Benefield has both, as well as a chance to turn his $10,000 entry fee into a major score and a huge comeback in poker’s biggest event, the World Series of Poker. Having qualified for ninth place and pocketed just over $900,000, Benefield will return to the Rio hotel on November 4 as one of the “November Nine,” vying for the gold bracelet (poker’s green jacket, its championship belt) and a prize of $8.3 million.

“Poker is different from the majority of casino games in that you are playing against other players, not the casino itself,” says Benefield, a native of Fort Worth, Texas. “As long as you make better decisions than your opponent, you will win money in the long run. I try to consistently make good decisions and limit my own mistakes while thinking about the best ways to exploit the tendencies of my opponents.”
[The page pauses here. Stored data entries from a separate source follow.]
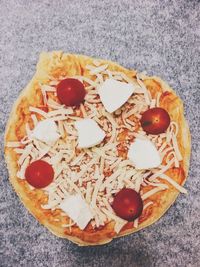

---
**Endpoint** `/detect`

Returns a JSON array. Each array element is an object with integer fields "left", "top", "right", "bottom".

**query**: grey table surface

[{"left": 0, "top": 0, "right": 199, "bottom": 266}]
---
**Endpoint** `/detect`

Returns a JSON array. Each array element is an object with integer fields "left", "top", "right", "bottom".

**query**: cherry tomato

[
  {"left": 57, "top": 78, "right": 86, "bottom": 106},
  {"left": 112, "top": 188, "right": 143, "bottom": 221},
  {"left": 140, "top": 107, "right": 170, "bottom": 135},
  {"left": 25, "top": 160, "right": 54, "bottom": 188}
]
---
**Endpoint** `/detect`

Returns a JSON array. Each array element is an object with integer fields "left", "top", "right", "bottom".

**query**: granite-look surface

[{"left": 0, "top": 0, "right": 199, "bottom": 266}]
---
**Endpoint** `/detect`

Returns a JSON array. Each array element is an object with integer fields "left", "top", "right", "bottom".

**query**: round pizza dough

[{"left": 4, "top": 51, "right": 191, "bottom": 246}]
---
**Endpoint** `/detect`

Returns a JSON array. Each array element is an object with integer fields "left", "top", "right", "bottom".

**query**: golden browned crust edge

[{"left": 4, "top": 51, "right": 191, "bottom": 246}]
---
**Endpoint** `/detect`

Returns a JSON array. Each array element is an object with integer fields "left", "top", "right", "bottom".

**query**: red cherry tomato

[
  {"left": 25, "top": 160, "right": 54, "bottom": 188},
  {"left": 140, "top": 107, "right": 170, "bottom": 135},
  {"left": 57, "top": 78, "right": 86, "bottom": 106},
  {"left": 112, "top": 188, "right": 143, "bottom": 221}
]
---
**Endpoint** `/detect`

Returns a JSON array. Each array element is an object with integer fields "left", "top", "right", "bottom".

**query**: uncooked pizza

[{"left": 4, "top": 51, "right": 191, "bottom": 245}]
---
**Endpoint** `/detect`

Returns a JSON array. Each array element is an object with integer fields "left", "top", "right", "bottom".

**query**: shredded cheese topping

[{"left": 7, "top": 60, "right": 186, "bottom": 233}]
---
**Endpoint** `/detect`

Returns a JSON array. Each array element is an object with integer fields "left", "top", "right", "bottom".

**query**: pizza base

[{"left": 4, "top": 51, "right": 191, "bottom": 246}]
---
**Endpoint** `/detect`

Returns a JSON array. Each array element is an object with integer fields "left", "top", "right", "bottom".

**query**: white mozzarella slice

[
  {"left": 59, "top": 194, "right": 93, "bottom": 230},
  {"left": 128, "top": 138, "right": 161, "bottom": 170},
  {"left": 98, "top": 78, "right": 135, "bottom": 113},
  {"left": 31, "top": 119, "right": 60, "bottom": 145},
  {"left": 74, "top": 118, "right": 106, "bottom": 148}
]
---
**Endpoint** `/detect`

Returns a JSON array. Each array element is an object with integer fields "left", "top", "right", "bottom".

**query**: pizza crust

[{"left": 4, "top": 51, "right": 191, "bottom": 246}]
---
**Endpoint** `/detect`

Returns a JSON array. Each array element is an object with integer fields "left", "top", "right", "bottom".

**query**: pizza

[{"left": 4, "top": 51, "right": 191, "bottom": 246}]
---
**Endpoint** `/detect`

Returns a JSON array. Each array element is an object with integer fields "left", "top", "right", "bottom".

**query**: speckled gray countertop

[{"left": 0, "top": 0, "right": 200, "bottom": 266}]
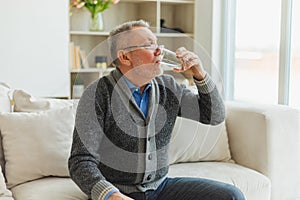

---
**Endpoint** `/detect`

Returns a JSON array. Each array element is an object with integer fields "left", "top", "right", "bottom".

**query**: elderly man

[{"left": 68, "top": 20, "right": 245, "bottom": 200}]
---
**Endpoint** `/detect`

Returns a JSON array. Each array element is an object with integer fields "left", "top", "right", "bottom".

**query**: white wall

[
  {"left": 194, "top": 0, "right": 225, "bottom": 96},
  {"left": 0, "top": 0, "right": 69, "bottom": 97}
]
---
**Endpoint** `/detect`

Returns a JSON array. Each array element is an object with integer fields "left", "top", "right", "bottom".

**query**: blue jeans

[{"left": 126, "top": 177, "right": 245, "bottom": 200}]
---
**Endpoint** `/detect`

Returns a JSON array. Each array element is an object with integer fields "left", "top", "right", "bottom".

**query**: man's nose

[{"left": 154, "top": 45, "right": 163, "bottom": 56}]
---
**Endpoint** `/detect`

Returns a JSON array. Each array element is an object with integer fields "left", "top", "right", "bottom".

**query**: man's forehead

[
  {"left": 113, "top": 26, "right": 157, "bottom": 49},
  {"left": 127, "top": 27, "right": 157, "bottom": 41}
]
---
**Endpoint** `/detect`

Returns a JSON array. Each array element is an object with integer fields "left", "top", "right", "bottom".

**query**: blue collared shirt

[{"left": 124, "top": 77, "right": 152, "bottom": 117}]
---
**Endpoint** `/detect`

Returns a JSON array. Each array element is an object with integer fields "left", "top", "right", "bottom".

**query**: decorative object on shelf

[
  {"left": 70, "top": 0, "right": 120, "bottom": 31},
  {"left": 160, "top": 19, "right": 184, "bottom": 33},
  {"left": 95, "top": 56, "right": 107, "bottom": 70},
  {"left": 72, "top": 76, "right": 84, "bottom": 99},
  {"left": 90, "top": 12, "right": 104, "bottom": 31}
]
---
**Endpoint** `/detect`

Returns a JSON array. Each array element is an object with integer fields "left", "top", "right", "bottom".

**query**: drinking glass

[{"left": 160, "top": 48, "right": 182, "bottom": 69}]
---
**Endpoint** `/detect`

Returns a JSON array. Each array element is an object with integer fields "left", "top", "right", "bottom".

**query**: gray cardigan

[{"left": 68, "top": 68, "right": 225, "bottom": 200}]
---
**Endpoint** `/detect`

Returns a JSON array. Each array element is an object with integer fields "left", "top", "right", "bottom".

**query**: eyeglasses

[{"left": 123, "top": 44, "right": 163, "bottom": 51}]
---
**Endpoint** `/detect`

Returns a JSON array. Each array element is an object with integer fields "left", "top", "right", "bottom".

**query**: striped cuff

[
  {"left": 103, "top": 189, "right": 119, "bottom": 200},
  {"left": 91, "top": 180, "right": 119, "bottom": 200},
  {"left": 193, "top": 74, "right": 216, "bottom": 94}
]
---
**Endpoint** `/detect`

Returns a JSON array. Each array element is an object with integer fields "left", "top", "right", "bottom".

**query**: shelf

[
  {"left": 122, "top": 0, "right": 194, "bottom": 2},
  {"left": 70, "top": 31, "right": 110, "bottom": 36},
  {"left": 70, "top": 31, "right": 193, "bottom": 38},
  {"left": 121, "top": 0, "right": 158, "bottom": 2},
  {"left": 70, "top": 68, "right": 114, "bottom": 73},
  {"left": 160, "top": 0, "right": 194, "bottom": 4},
  {"left": 156, "top": 33, "right": 193, "bottom": 37}
]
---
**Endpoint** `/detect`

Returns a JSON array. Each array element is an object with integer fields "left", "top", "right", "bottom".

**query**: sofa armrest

[{"left": 225, "top": 101, "right": 300, "bottom": 200}]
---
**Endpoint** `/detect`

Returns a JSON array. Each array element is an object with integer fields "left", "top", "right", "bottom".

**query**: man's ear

[{"left": 117, "top": 50, "right": 131, "bottom": 66}]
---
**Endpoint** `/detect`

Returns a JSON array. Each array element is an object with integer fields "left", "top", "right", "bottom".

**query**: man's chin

[
  {"left": 142, "top": 70, "right": 162, "bottom": 80},
  {"left": 148, "top": 65, "right": 163, "bottom": 78},
  {"left": 128, "top": 64, "right": 163, "bottom": 83}
]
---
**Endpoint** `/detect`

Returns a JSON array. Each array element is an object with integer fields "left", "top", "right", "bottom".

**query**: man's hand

[
  {"left": 108, "top": 192, "right": 134, "bottom": 200},
  {"left": 174, "top": 47, "right": 207, "bottom": 81}
]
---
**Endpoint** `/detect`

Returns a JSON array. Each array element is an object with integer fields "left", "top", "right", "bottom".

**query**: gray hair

[{"left": 108, "top": 20, "right": 150, "bottom": 65}]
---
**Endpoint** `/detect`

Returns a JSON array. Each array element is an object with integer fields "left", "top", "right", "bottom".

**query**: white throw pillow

[
  {"left": 168, "top": 117, "right": 232, "bottom": 165},
  {"left": 0, "top": 106, "right": 76, "bottom": 188},
  {"left": 0, "top": 166, "right": 13, "bottom": 199},
  {"left": 0, "top": 82, "right": 11, "bottom": 113},
  {"left": 0, "top": 82, "right": 12, "bottom": 173},
  {"left": 13, "top": 90, "right": 78, "bottom": 112}
]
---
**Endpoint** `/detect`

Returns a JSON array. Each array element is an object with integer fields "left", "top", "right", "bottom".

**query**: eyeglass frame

[{"left": 123, "top": 44, "right": 164, "bottom": 52}]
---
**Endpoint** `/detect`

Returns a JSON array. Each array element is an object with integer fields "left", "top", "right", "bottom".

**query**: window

[
  {"left": 234, "top": 0, "right": 281, "bottom": 104},
  {"left": 289, "top": 0, "right": 300, "bottom": 109},
  {"left": 221, "top": 0, "right": 299, "bottom": 109}
]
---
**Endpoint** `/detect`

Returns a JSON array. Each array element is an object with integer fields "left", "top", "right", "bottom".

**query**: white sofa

[{"left": 0, "top": 86, "right": 300, "bottom": 200}]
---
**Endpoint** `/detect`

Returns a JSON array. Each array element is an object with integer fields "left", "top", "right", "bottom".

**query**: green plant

[{"left": 70, "top": 0, "right": 120, "bottom": 18}]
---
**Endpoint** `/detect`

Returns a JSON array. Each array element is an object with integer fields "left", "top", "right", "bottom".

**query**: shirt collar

[{"left": 123, "top": 76, "right": 152, "bottom": 94}]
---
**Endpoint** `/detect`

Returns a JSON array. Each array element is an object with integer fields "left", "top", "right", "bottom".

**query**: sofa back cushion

[
  {"left": 168, "top": 117, "right": 232, "bottom": 164},
  {"left": 0, "top": 106, "right": 76, "bottom": 188}
]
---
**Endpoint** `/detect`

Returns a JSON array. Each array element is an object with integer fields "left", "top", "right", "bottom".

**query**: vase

[{"left": 90, "top": 12, "right": 104, "bottom": 31}]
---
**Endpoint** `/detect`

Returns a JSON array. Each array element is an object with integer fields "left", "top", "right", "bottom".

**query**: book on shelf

[
  {"left": 69, "top": 42, "right": 89, "bottom": 70},
  {"left": 79, "top": 49, "right": 89, "bottom": 69},
  {"left": 69, "top": 42, "right": 75, "bottom": 69},
  {"left": 74, "top": 46, "right": 81, "bottom": 69}
]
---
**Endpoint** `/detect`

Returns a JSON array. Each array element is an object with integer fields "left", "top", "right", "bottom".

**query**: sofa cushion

[
  {"left": 13, "top": 90, "right": 78, "bottom": 112},
  {"left": 168, "top": 162, "right": 271, "bottom": 200},
  {"left": 0, "top": 166, "right": 13, "bottom": 199},
  {"left": 11, "top": 177, "right": 87, "bottom": 200},
  {"left": 168, "top": 117, "right": 231, "bottom": 164},
  {"left": 0, "top": 106, "right": 76, "bottom": 188}
]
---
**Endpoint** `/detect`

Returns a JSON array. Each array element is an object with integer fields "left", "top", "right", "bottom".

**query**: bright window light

[
  {"left": 234, "top": 0, "right": 281, "bottom": 104},
  {"left": 289, "top": 0, "right": 300, "bottom": 109}
]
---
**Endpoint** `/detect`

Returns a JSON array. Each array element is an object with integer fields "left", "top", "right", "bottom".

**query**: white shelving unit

[{"left": 69, "top": 0, "right": 195, "bottom": 98}]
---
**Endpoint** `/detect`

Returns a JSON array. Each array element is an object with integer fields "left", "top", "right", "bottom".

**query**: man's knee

[{"left": 224, "top": 185, "right": 245, "bottom": 200}]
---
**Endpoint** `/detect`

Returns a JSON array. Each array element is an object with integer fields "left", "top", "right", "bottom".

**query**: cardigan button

[{"left": 147, "top": 174, "right": 152, "bottom": 180}]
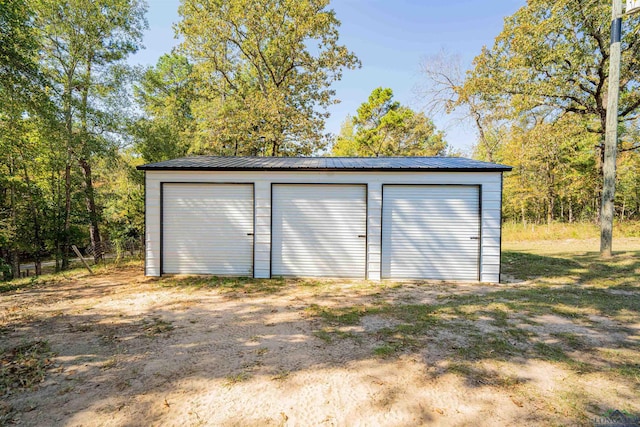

Benefield has won $633,243 in his live-tournament career, but like many players, his early forays at the table were tough lessons rather than cash cows. After his first game, with his wallet considerably lighter, he went home and ordered some poker books. He consumed as much information as he could, and soon began winning consistently against friends.

In 2008, Benefield broke into the world of tournament poker with several nice finishes, including seventy-third place with $77,200 in that year’s world championship main event. This year, he has already improved on that finish.

Just making the final table will be lucrative. Because he can finish no lower than ninth, Benefield will earn at least $733,224. That could ease some of the pressure, but not all of it.

“Poker is incredibly stressful on an emotional level, which negatively impacts the physical,” says Benefield, who studies political science and Chinese. “In my earlier years playing professionally, I was not good at dealing with large monetary losses. They hurt me a lot mentally, and I would tend to turn inward. I wouldn’t want to hang out with friends or hit the gym. Instead, I would sit at my computer and figure out how to avoid losses in the future. I have gotten much better about this over the years.”

Before November’s main event, Benefield plans to spend some time in Vancouver working through game situations with his friend, tournament poker superstar Jason Koon, as well as playing online poker and some other major tournaments in Barcelona and Paris.

But his heart will be in Texas. The Lone Star State has a rich poker history, with legends like Doyle Brunson and Amarillo Slim Preston dominating in the game’s early tournaments.

What would it mean to be the next in that line to bring home the gold?

“It seems only right,” he says, “that a Texan should win the world championship of Texas Hold ’Em.”